Stable in Chaos! What We Can Learn from Entropy and AI
It never begins with chaos. It begins with order, and then the normal course of things takes over: everyday life, reality. In every system, whether biological, economic, or technological, everything starts with apparent or at least desired clarity. Models and processes are defined, responsibilities assigned, and everything seems to be exactly where it belongs. But the more real and lived the world becomes, the more entropy seeps in, blurriness, deviation, the unpredictable. Most organizations fight against this. They want to return to order, to predictability. But what if the unplanned is actually our greatest strength? What if systems that dynamically recalibrate themselves are more robust than those that remain rigid? Perhaps it is time to embrace a new understanding of stability. Not the rigid system prevails, but the one that stabilizes itself through movement. Like a roly-poly toy that is not stable while standing still but remains upright by spinning. Its balance is not the result of stillness but of motion, response, and feedback.
Entropy as a Space of Possibility, Not a Disruption
In classical physics, entropy was long considered a measure of disorder, a sign of decay and energy loss. But modern systems — particularly in cybernetics, biology, and economics, show something else: entropy is not a disruptive factor. It is a space of possibility. The more potential states a system can assume, the more adaptable it becomes. And that is precisely what we need in times of AI, automated decision-making, and fragmented markets, systems that are not perfectly controlled but highly responsive.
The Principle of Productive Uncertainty
In both physics and business, one thing holds true: the more complex a system becomes, the less it can be fully controlled or precisely defined. Absolute precision does not automatically lead to better outcomes. In fact, over-measuring and over-planning can blur our ability to respond to what is actually shifting. Dynamic systems require space for deviation, for context, for the unexpected. That’s where adaptability emerges. This mindset applies directly to today’s markets, organizations, and AI systems. Those who try to define everything in advance often block their own capacity to adapt. Truly living systems (whether companies, teams, or algorithms) leave room for uncertainty. They rely on feedback, context, and situational intelligence. And they turn uncertainty into a strength, through iterative processes, probabilistic models, or adaptive agents that do more than react. They anticipate.
The Roly-Poly Toy as a Model for the Intelligent Economy
What at first glance looks like a children’s toy is, in reality, a physical model for resilience through movement. https://en.wikipedia.org/wiki/Tippe_top The roly-poly toy doesn’t fall because it moves. Its stability doesn’t come from rigidity but from motion, energy input, and feedback. Modern companies, especially those operating at the intersection of AI and cloud, need exactly this kind of logic:
They must not rely on rigid processes but on adaptive coordination workflows that constantly adjust to new data, contexts, and decisions, ideally in real time.

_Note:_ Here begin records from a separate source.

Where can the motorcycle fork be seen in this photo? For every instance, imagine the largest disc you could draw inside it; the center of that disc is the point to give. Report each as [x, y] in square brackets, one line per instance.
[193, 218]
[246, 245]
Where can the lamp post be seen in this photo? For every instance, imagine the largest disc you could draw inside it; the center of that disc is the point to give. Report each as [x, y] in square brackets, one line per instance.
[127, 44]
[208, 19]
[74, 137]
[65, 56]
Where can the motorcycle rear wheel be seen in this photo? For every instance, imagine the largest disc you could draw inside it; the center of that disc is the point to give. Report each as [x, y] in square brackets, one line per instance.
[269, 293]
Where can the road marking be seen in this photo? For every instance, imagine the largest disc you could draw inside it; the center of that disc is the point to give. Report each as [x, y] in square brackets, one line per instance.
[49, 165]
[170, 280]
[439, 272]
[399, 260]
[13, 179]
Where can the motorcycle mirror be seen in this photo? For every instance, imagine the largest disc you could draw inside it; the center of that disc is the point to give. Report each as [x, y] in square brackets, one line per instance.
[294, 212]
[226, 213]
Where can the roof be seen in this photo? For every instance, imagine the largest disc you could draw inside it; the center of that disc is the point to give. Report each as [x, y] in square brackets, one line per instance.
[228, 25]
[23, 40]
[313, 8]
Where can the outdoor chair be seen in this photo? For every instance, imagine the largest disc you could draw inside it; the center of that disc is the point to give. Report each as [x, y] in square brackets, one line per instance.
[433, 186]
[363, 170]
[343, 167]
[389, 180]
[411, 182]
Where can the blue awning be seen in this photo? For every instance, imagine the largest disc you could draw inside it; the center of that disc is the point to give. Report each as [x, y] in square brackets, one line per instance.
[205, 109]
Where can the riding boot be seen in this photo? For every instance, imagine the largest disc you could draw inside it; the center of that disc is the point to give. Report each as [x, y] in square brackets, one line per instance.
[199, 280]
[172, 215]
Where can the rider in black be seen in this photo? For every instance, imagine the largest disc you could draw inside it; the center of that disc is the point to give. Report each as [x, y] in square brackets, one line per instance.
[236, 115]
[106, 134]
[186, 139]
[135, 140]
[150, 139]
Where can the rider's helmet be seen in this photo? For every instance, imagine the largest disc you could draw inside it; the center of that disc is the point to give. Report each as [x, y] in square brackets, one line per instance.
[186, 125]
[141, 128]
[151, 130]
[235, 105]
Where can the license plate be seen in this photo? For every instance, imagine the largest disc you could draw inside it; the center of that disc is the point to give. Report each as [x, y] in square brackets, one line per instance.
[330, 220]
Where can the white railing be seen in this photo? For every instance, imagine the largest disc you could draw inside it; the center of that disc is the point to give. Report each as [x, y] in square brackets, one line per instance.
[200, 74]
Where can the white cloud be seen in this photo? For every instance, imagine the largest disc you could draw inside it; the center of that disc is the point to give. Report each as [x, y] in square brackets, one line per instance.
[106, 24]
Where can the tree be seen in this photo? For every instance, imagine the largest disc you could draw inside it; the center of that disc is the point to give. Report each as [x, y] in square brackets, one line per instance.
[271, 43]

They need systems that respond to disruptions not with resistance but with reorganization, through automatic resource allocation, distributed load balancing, or semantic decision logic.
Cloud platforms form the operational foundation of this dynamic. They enable the flexible orchestration of data flows, AI models, and agent systems, across countries, time zones, and business units. Scalability, availability, and redundancy are not centrally planned but continuously adjusted.
AI and autonomous agents function like intelligent torque. They keep systems in motion, balance fluctuations, recognize patterns, and suggest optimizations. often before humans even have to intervene.
Stability Is Not a State but a Behavior
Back to the roly-poly toy. It is not just a symbol but physical proof: systems that move are more resilient than those that remain still. The same applies to modern organizations, technological infrastructures, and AI-supported value creation. In a world of increasing complexity, the best system is not the perfect one, but the one that can intelligently rebalance itself. Instead of striving for perfection through planning, we should build around movement with intelligence. Instead of rigid control, we need understanding, feedback, and adaptation. And instead of perceived security, we need trust in responsiveness. This, in ourselves, in our systems, and in the interplay between human, machine, and cloud.